Changing the subject Eight asked, “If I had told you three days ago what we’d be doing right this instant—going to Grand Cross to rescue Twenty—what would you have said?”
Seven’s speech failed him as he searched for an adequate answer. Gratitude. That was what he felt; that was the sensation that gathered around his heart as he hurtled towards Grand Cross with Eight at his side. He was grateful to be alive, grateful to be with Eight, and grateful for the risk that Twenty took to make it possible. Seven’s journey with his friends might have awoken old memories and old wounds but pain and fear were reassurances that he could still feel; that his emotions were still working.
But his gratitude outweighed the fear or the pain. To know, as Seven did, that his friends would do anything to bring him back, even if that meant surrendering a quick and easy escape for the chance to revive him, was precious knowledge.

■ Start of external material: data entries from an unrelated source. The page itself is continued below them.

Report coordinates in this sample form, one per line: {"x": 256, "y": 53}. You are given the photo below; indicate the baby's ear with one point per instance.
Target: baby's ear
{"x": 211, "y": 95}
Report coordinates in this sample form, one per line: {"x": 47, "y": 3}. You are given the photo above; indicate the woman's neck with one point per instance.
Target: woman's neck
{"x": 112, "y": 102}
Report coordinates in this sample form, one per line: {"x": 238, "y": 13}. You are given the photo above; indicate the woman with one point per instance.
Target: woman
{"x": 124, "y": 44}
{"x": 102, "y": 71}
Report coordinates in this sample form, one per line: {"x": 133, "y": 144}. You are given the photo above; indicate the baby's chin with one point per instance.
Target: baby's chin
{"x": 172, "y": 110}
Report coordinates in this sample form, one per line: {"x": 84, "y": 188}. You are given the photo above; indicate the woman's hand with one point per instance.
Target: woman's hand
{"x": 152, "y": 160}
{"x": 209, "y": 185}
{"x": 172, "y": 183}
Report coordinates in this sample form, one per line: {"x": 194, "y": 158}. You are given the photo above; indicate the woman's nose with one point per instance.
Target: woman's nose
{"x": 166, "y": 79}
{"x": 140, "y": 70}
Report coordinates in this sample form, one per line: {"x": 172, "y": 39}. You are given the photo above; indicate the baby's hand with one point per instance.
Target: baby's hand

“I would’ve said that it would take something heroic to get me to do this,” he finally answered, giving a partial voice to his thoughts. “Which isn’t that far from the truth when you think about it.”
“Agreed,” a pensive Eight replied.
As the minutes passed and the distance between the travelers and Grand Cross disappeared, anxiety silenced Seven. Contemplating what waited for him at the nightmare’s origin almost convinced him to quietly bid farewell to his hopes of escaping Haven with his friends.
The AdvISOR, the perpetrator of the purge, resided within Grand Cross. Woken from its slumber, the AdvISOR had ensnared Seven by using Twenty as bait and now, he realized unhappily, it would also capture Eight. The people he was closest to, in this life and the last, would be at the mercy of Haven’s artificial overlord. Seven clenched his fists, his jaw set tight, and vowed that this plan would succeed.
He refused to regret sending the others away; he would not allow himself to think that they should have run. Not that such thoughts mattered; Null and Ninety-Nine would never have abandoned them, he was certain of it. Even if they were barely friends, even if they hardly knew each other, they were each too precious to one another to leave behind.
“What is that?” Eight asked, her voice shaking him back into himself. Haven’s skyline vanished and their helicopter flew through empty skies. Seven leaned out ever the edge of the open door, staring down, and saw empty foundations burrowed deep into the ground. “Where are the buildings? Where are the towers?”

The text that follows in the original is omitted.